Celtic Connections 2009: New Voices – Rick Taylor

20 Jan 2009 in Festival, Music

Strathclyde Suite, Royal Concert Hall, Glasgow, 18 January 2009

Rick Taylor

1 O’CLOCK in the afternoon is a strange and difficult time for a concert, being somewhat before breakfast time for the musician and slap in the middle of lunch for the audience. Then for some there were added complications attendant on having joined in the reportedly exuberant celebrations at the Festival Club which had ended only a few hours beforehand…

It is testament to the affection and respect accorded to Rick Taylor in his adopted home country that so many musicians and members of the public had turned out to hear his commission for the New Voices series, whose lead sponsor is Glasgow’s Sunday Herald.

Entitled Songs from the Wayward Boys, with a plethora of subtitles, the cycle began and ended with four songs on the subject of Homecoming, in accordance with 2009’s designated theme. Was that the Strathclyde Suite’s capricious audio gremlin mucking around again….?

No, the hiss grew into the sound of water, soon augmented by bells, thunder and rain, and any remaining misgivings were dispelled as the impressive collection of musicians began to sing, led by Carrbridge’s Ewan Robertson. Their strong clear voices rang out in a song setting of the pipe tune ‘Hector the Hero’, followed by ‘I will walk in the island of my dreams’ which segued into a very fine arrangement of ‘Over the Hillside’ by the Blue Nile’s Paul Buchanan, sung by Taylor himself in his rarely heard, wistfully throaty voice, reminiscent of the mature Peter Gabriel.

Rick Taylor is a compositional master of the uplifting, inspiring musical phrase that tugs insistently at your heart; the next item on he agenda, his re-working of the ‘Skye Boat Song’, was full of them. When released into the wide world, this track may become a welcome addition to the ranks of contenders for Unofficial Scottish National Anthem.

Ewan Robertson’s strong, clear voice did justice to another fine arrangement of an old and well-loved song, ‘Brown Haired Maiden’, somewhat marred by the fact that Stu Haikney’s sharply powerful rock drums were far too far forward in the mix and as a result almost obliterated everything else, including Jonny Hardie’s lyrical fiddle playing.

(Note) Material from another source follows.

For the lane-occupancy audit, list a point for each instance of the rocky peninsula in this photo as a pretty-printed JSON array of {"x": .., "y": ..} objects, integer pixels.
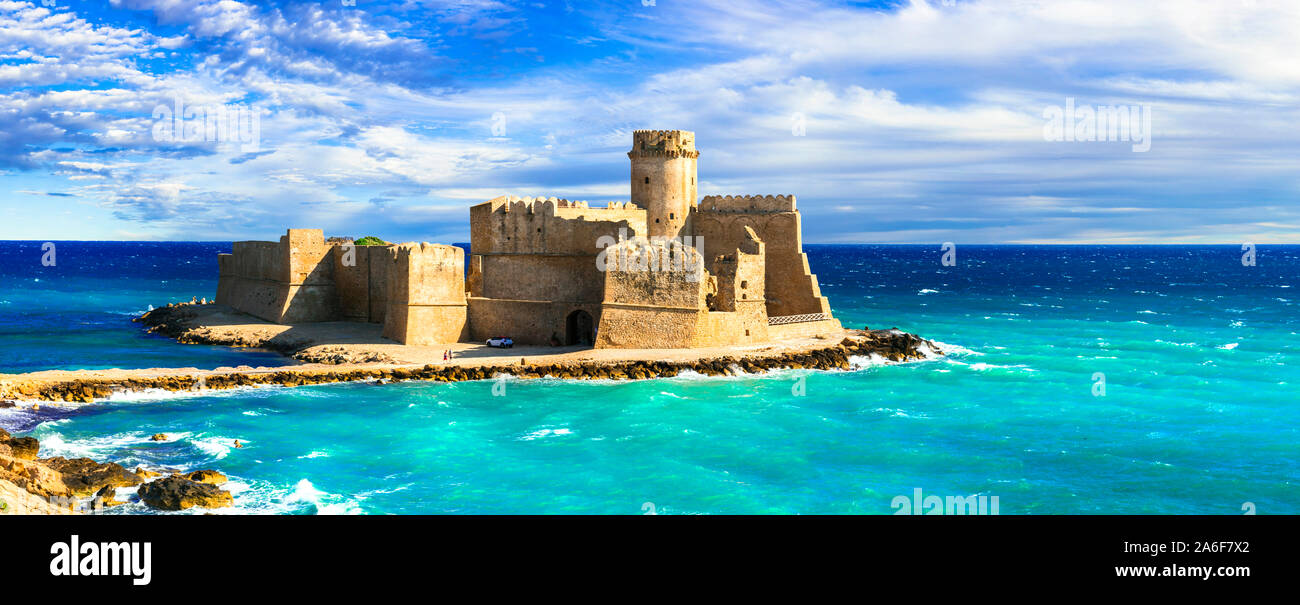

The first half closed with new tunes for four of Sgitheanach bard William Ross’s songs. If English folk lyrics can be summarised as “I’m pregnant and you won’t marry me”, an awful lot of Gaelic songs boil down to “I cannot tell her that I will love her till my dying day”. and William Ross is no exception. (The female version is “I am waiting on the quay for my love to return”, sometimes with the added, slightly perplexing detail “barefooted” – but I digress.)

Had there been wifies pouring tea and serving home baking, the interval could not have felt more comfortably like a village hall in the Gaeltachd, and the second half set its face firmly to the sundering seas, with a collection of songs old and new all sharing a marine leitmotif.

‘The Water is Wide’, ‘Where Hast Thou Been’, ‘I Will Set My Ship in Order’, ‘I’d Sail With You’ and ‘Wish Me Well’ were all given the Rick Taylor valeting treatment, and came sparkling new and shipshape. Again, the sound continued to be hit and miss, sadly squashing the life out of Alex Higgins plaintive ‘moothie’, an instrument which when well played, as this evidently was, can be guaranteed to bring the hairs on the back of the neck standing to attention.

Luckily we could hear Laura Silitoe, the maestro’s daughter, bright and clear; her voice poured over the stage like warm soothing oil, and trumpeter Ryan Quigley’s superb improvisations were also unencumbered. Dispensing with any formalities throughout, the show often felt more like a session than a concert, and by agreement with the audience there was no ritual pause before the encores, though eventually the Wayward Boys (and Girl) linked arms to take a well deserved bow, or two.